Pertama, untuk nyapres tentu butuh banyak uang dipersiapkan. Uangnya darimana? Lha wong di 2019 saja, Sandiaga Uno yang ‘dibemper’ untuk membiayainya.
Kedua, hadirnya sosok Prabowo dalam kontestasi capres hanya akan memecah suara nasionalis, yang secara nggak langsung akan berebut konstituen dengan Ganjar.

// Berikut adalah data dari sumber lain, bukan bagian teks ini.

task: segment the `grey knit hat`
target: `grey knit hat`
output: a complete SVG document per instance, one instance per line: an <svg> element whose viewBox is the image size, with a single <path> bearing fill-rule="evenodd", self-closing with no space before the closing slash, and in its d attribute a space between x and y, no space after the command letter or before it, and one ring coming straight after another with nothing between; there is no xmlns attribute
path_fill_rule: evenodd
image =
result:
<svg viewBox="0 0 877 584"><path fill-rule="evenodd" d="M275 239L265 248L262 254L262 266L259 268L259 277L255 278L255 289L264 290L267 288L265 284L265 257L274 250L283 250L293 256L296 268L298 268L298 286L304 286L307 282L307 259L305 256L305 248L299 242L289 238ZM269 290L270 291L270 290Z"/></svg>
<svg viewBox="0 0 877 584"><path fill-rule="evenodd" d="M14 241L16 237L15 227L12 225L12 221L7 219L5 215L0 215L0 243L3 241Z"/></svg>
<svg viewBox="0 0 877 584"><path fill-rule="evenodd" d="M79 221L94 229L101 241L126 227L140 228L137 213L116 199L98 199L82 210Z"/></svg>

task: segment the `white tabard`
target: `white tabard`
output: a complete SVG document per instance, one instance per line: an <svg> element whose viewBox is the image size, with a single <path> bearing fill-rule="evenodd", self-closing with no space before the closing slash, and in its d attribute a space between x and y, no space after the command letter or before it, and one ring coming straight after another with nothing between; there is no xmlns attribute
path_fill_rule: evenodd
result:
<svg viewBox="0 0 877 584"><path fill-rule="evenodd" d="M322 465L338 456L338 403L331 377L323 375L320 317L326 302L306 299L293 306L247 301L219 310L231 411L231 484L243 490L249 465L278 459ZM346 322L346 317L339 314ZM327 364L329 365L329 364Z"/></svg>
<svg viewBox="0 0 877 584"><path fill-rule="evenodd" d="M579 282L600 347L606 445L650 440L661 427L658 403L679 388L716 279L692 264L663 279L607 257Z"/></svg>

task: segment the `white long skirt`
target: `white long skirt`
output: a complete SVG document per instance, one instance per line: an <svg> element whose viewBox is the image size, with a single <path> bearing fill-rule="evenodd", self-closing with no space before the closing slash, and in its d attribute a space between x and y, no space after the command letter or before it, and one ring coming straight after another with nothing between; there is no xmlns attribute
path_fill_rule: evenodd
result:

Jika kondisi ini terjadi, jelas Anies yang diuntungkan, bukan?
Dan yang terakhir, terima atau tidak, pembentukkan tatanan dunia baru membutuhkan kader-kader Young Global Leaders yang tersebar di seluruh dunia untuk bisa berkomunikasi satu dengan yang lain. Pertanyaannya: apakah sosok Prabowo merupakan kader sang Ndoro besar?
Bagi saya, mendingan Prabowo legowo dengan duduk manis menjadi penonton atau menjadi cawapres-nya Ganjar. Biarlah kedua pihak yang head-to-head. Dengan begini, kekuatan tidak terpecah, mendukung capres sang Ndoro besar atau justru menentangnya.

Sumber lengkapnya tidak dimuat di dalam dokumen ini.